Rich Communication Services (RCS) is the next big communication protocol on your smartphone. Invented to supersede SMS, this isn’t your typical messaging service like WhatsApp or Facebook. No, this is going to be carrier supported with Google spearheading the change. As usual, carriers are slow on the uptake and only Sprint currently supports it via the Android Messages application. T-Mobile pledged support earlier this year too, claiming they’d roll it out in Q2 of 2018. We’re beginning to see the fruits of that pledge, as T-Mobile is rolling it out now, starting with the Samsung Galaxy S7.
GSMA Universal Profile 1.0 sw updates have started rolling out, extending @TMobile’s long history of RCS leadership, bringing up to 100MB transfers and 100-person group chats natively. Starting w/ Galaxy S7/S7 Edge devices & more to come over time!
— Neville (@NevilleRay) June 29, 2018
Sure, we’re at the end of Q2 but they’re still sticking to their promise. That being said, it’s strange that the Samsung Galaxy S7 is the first to be supported, rather than a more recent flagship like the Samsung Galaxy S9. RCS has a number of benefits over regular SMS, as it allows for larger group chats (up too 100 people) and larger file transfers. Carriers are beginning to take up the protocol, but what about OEMs? Carrier support will certainly be the hardest part, but phone manufacturers will also be hard to convince. We’re still waiting on the two largest U.S. carriers, Verizon and AT&T, to announce their plans for supporting the protocol.

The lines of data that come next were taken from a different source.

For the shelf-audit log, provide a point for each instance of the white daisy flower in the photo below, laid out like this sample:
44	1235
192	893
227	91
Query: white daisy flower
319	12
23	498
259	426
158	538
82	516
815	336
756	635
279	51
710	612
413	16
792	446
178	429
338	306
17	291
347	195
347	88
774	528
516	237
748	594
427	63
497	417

Thankfully, two of the biggest players, Samsung and Huawei, are already switching over. RCS has numerous benefits over regular SMS. These include read-receipts, typing notifications, high-quality attachments, and better group messaging. It essentially upgrades SMS messaging to be in-line with what online messengers offer. It doesn’t even require you to download a new application, as once all carriers switch you’ll be able to use it just like SMS. Until then, we won’t truly be able to see the benefits. It’s the closest Android will get to an iMessage competitor by the looks of things, and we welcome its arrival with open arms.